Neither David Petraeus nor John Allen broke any laws or compromised the public trust. Petraeus did expose himself to legitimate criticism, but he took responsibility for his actions and paid a steep price for them. Allen did nothing wrong at all, and, like Petraeus, had made huge contributions in Afghanistan. It was a shame to lose him.
• • •
When Congress had tried to frighten itself into behaving responsibly on the federal budget back in 2011, it had enacted the sequester—the threatened across-the-board cuts that were so universally disliked that they were supposed to brace Congress into acting responsibly. That hadn’t worked, but Congress also had allowed itself one last escape from its self-inflicted wound: The cuts were only to go into effect in 2013, so if a solution could be found in the interim, there was still a way to avo
id the damage.
I felt well positioned to make the case for avoiding the cliff. I had announced my intention to leave, so no one could accuse me of trying to pad my own budget. I’d balanced the budget under Clinton, so I was generally regarded as knowledgeable in this area. And I had reasonably good relations with members and leaders of both parties, so I could straddle, at least to some extent, the widening rift on Capitol Hill.
I worked it hard, trying to seize every opportunity to rail against sequestration. In June 2012, I told the Senate Subcommittee on Defense Appropriations that sequester was “designed as a disaster,” and that quick, decisive action would protect the priorities of both parties. When I testified on Benghazi a few months later, I urged members to recognize that even as they were complaining about inadequate military resources in the Mediterranean to rescue our mission when it came under fire, they were standing by and allowing deep cuts to degrade those capabilities further.
“One of the . . . greatest security risks we are now facing as a nation is that this budget uncertainty could prompt the most significant military readiness crisis in more than a decade,” I warned. Without congressional action, the armed services would be forced to cut $48 billion a year—after already having made cuts in 2011 and 2012. “We have a responsibility—and I take that responsibility seriously—to do everything we can to protect our citizens,” I concluded. “That responsibility, however, rests with both the executive branch and Congress.
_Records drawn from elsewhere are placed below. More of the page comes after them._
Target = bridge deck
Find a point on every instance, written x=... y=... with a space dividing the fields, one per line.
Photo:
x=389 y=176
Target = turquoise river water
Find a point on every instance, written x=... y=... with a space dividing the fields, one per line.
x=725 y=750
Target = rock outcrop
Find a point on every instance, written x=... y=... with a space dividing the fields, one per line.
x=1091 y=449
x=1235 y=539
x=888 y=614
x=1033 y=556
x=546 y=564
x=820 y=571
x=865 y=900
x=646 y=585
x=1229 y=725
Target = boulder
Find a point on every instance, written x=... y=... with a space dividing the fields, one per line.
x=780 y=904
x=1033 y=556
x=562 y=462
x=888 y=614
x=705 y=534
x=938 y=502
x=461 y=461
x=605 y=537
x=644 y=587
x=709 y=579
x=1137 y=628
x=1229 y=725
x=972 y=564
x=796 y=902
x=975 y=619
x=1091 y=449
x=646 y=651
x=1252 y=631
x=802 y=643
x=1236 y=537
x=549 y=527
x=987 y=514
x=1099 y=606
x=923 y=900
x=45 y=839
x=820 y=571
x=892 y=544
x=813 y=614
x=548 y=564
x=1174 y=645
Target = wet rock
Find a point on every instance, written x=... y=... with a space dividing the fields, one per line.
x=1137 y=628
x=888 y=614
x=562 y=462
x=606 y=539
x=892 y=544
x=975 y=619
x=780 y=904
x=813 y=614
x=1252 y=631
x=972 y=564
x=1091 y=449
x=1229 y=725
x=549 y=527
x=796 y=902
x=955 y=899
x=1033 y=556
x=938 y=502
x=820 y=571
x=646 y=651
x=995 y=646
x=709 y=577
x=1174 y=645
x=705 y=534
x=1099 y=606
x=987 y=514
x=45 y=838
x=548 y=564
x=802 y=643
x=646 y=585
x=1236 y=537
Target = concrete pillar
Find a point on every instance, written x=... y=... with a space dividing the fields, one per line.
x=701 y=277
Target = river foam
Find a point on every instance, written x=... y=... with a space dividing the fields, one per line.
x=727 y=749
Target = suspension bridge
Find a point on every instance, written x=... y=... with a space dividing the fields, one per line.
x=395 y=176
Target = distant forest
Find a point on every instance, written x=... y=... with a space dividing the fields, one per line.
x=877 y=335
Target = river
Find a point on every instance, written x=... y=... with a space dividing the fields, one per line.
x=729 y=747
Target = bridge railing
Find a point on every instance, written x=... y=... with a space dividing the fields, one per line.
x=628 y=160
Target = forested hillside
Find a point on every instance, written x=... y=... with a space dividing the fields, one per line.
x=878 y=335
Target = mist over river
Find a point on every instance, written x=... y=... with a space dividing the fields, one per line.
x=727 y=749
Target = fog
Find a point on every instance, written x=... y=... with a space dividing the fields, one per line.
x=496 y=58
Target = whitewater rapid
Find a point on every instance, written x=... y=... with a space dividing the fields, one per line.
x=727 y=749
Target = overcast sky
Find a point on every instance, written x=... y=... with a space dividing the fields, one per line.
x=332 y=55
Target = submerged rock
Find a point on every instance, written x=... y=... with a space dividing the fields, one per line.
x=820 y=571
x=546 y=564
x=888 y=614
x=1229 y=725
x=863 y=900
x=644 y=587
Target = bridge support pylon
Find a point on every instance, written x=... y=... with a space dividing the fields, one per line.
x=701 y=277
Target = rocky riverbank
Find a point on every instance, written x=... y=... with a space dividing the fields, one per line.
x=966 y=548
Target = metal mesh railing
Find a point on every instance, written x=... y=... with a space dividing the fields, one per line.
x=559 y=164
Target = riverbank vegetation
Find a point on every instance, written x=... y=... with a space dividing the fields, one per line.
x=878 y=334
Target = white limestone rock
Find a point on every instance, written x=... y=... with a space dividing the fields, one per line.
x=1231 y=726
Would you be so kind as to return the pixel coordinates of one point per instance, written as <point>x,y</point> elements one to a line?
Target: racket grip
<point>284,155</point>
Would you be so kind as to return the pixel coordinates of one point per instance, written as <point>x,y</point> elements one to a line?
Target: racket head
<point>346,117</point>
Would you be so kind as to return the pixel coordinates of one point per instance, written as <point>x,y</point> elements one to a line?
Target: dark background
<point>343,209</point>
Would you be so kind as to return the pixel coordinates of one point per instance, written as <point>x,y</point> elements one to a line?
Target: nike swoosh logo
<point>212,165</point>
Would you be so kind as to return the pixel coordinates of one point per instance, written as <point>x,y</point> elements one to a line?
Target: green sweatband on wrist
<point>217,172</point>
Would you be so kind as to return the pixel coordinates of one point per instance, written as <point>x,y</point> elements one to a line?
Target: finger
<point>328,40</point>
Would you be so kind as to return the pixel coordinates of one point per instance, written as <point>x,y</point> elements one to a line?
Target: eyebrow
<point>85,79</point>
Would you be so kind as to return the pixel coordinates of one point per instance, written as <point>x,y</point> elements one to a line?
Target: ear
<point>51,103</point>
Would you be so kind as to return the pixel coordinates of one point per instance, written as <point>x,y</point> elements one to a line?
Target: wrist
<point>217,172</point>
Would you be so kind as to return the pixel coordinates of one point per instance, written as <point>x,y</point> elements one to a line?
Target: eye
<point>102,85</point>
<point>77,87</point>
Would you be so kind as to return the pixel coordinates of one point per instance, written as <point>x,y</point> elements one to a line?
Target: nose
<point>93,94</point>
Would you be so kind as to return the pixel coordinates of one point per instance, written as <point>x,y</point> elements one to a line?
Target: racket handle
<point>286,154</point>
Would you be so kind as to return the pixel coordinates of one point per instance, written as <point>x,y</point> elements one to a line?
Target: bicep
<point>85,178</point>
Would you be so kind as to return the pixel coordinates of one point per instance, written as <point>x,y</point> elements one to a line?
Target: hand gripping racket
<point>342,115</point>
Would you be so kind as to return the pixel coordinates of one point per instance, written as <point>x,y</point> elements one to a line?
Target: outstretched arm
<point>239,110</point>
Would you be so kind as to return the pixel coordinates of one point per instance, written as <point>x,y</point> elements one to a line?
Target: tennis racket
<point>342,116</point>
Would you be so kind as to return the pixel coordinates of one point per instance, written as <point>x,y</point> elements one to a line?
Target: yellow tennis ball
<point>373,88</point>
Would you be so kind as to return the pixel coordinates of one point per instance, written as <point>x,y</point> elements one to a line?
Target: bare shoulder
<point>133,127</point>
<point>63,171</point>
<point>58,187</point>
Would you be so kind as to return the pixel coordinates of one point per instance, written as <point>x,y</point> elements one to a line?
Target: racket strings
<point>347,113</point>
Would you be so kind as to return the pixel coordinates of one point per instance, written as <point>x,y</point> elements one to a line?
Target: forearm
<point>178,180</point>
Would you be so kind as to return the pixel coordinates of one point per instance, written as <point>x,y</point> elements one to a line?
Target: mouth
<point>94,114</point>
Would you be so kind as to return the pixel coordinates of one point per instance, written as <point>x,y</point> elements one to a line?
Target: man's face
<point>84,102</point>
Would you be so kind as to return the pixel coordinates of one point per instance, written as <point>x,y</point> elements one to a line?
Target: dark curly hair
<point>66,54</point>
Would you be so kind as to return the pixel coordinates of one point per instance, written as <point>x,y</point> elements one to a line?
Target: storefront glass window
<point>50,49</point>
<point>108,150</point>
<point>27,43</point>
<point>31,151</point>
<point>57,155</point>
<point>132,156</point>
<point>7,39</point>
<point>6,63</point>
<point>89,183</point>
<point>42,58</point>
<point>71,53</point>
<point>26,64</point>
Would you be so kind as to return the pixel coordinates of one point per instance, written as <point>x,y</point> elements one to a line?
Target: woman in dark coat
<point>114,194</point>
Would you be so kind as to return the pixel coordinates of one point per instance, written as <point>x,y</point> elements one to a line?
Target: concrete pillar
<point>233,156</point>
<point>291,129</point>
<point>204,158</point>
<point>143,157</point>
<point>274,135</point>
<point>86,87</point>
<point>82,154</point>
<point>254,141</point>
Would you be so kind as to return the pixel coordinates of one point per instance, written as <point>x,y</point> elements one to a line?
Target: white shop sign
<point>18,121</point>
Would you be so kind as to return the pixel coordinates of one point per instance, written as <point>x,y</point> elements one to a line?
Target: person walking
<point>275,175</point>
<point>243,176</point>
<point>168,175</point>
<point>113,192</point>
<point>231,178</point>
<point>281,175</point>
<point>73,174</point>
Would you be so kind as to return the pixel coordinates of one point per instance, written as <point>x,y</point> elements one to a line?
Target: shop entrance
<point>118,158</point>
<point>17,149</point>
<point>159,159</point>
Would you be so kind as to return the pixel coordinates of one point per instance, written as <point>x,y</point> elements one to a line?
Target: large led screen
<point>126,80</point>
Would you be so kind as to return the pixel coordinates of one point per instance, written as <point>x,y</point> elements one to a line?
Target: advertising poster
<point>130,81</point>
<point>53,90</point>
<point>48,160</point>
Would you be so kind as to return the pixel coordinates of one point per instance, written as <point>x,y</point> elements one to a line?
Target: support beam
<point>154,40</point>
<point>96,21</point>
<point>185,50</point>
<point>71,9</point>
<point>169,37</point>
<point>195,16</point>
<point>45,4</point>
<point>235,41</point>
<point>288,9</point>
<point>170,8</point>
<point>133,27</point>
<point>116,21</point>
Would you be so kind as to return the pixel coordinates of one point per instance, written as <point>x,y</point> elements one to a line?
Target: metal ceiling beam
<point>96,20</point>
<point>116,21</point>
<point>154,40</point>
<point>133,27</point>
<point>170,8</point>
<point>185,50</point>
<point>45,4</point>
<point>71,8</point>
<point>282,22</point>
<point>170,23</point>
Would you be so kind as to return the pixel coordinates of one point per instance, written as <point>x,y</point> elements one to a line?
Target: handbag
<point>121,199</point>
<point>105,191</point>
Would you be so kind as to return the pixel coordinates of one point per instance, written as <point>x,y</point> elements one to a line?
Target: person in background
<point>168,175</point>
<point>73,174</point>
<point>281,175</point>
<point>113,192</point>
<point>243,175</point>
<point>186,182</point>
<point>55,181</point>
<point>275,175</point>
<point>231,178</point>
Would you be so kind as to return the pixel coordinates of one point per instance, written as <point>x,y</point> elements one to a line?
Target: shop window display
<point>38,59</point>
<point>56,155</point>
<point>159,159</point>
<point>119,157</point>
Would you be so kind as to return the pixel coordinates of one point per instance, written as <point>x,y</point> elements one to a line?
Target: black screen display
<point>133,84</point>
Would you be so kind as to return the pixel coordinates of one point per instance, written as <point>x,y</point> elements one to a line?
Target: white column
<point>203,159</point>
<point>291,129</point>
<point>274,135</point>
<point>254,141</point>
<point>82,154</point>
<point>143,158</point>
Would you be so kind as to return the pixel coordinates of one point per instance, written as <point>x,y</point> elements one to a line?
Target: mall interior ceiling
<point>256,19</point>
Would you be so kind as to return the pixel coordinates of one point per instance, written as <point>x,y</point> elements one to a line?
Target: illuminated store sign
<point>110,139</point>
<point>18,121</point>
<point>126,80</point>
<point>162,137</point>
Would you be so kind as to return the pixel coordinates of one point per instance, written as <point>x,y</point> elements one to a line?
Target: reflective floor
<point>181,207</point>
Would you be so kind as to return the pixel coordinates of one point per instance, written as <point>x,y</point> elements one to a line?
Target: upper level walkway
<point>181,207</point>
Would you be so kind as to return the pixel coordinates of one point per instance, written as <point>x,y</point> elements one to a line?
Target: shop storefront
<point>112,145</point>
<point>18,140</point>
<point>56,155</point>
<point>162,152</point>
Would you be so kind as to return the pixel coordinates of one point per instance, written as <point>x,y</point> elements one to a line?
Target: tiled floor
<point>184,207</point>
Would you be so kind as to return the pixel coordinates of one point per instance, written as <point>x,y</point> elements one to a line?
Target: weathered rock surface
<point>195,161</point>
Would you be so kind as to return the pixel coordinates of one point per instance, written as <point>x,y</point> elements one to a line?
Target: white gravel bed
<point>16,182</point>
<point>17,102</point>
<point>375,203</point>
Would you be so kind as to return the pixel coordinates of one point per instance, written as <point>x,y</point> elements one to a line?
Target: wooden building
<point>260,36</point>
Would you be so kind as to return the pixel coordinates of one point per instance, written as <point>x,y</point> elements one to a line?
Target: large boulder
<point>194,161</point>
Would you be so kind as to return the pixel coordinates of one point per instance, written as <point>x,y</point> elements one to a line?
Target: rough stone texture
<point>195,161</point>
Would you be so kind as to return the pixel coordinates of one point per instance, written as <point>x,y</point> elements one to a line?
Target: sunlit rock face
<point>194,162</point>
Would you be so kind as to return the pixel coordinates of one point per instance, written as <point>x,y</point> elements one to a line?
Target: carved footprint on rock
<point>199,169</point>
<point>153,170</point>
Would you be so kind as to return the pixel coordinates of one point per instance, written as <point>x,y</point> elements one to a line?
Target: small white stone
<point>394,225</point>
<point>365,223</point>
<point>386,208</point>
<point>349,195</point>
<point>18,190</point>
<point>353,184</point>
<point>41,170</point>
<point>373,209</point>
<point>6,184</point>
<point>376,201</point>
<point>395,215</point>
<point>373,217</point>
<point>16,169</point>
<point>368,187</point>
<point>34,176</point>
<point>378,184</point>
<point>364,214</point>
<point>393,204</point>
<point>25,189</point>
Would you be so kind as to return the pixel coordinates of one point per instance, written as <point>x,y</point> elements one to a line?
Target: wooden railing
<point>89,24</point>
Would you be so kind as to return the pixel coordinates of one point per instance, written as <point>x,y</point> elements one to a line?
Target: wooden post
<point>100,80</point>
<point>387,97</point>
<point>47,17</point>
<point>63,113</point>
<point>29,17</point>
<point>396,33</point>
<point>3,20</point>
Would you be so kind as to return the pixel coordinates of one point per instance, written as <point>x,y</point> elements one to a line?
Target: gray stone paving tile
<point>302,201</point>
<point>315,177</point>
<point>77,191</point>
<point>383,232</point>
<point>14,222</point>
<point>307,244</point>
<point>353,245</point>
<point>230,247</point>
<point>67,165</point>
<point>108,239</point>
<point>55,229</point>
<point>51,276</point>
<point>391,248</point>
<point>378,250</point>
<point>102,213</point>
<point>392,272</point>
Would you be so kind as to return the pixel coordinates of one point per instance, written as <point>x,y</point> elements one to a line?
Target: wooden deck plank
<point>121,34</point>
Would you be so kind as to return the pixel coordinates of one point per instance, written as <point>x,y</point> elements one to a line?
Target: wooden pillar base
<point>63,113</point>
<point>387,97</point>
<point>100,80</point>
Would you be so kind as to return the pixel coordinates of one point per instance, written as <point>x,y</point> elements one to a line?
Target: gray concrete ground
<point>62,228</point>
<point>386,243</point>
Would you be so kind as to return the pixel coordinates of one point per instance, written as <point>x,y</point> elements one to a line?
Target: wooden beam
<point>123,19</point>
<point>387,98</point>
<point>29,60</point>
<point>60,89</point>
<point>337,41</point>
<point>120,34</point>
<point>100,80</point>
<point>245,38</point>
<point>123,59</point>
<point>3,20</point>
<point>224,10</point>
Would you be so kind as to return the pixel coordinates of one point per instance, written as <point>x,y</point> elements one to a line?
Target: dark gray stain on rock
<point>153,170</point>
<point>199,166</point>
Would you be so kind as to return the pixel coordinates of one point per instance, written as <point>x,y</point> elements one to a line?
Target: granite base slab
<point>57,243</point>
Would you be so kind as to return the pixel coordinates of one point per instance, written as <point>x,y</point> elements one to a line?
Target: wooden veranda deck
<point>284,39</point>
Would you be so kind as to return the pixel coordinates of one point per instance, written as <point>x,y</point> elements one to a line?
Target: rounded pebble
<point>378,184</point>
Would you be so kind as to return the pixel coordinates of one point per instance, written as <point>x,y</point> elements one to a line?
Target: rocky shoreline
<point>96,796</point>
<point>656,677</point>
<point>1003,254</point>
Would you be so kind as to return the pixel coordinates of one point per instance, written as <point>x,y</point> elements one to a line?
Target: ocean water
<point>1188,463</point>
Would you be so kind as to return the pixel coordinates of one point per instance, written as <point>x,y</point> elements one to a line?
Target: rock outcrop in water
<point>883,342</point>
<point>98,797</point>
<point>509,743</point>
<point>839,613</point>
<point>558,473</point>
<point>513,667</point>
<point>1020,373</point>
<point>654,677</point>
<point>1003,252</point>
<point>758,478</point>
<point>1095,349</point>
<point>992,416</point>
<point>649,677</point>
If we work together, we can keep Americans safe.”
I might as well have been talking to the wall. Privately, members would agree with me, would acknowledge that sequestration would damage important programs, inhibit modernization and creativity, slow economic growth, and cost the country jobs. Publicly, they dug in and hoped that whatever damage was done, the other side would get the blame. About the only people I spoke to who didn’t dread the outcome were a few fringe, Tea Party types who seemed to enjoy hurling the government into disrepute, since it served their larger mission of discrediting the organization they served. Inexorably, inaction became the option of choice.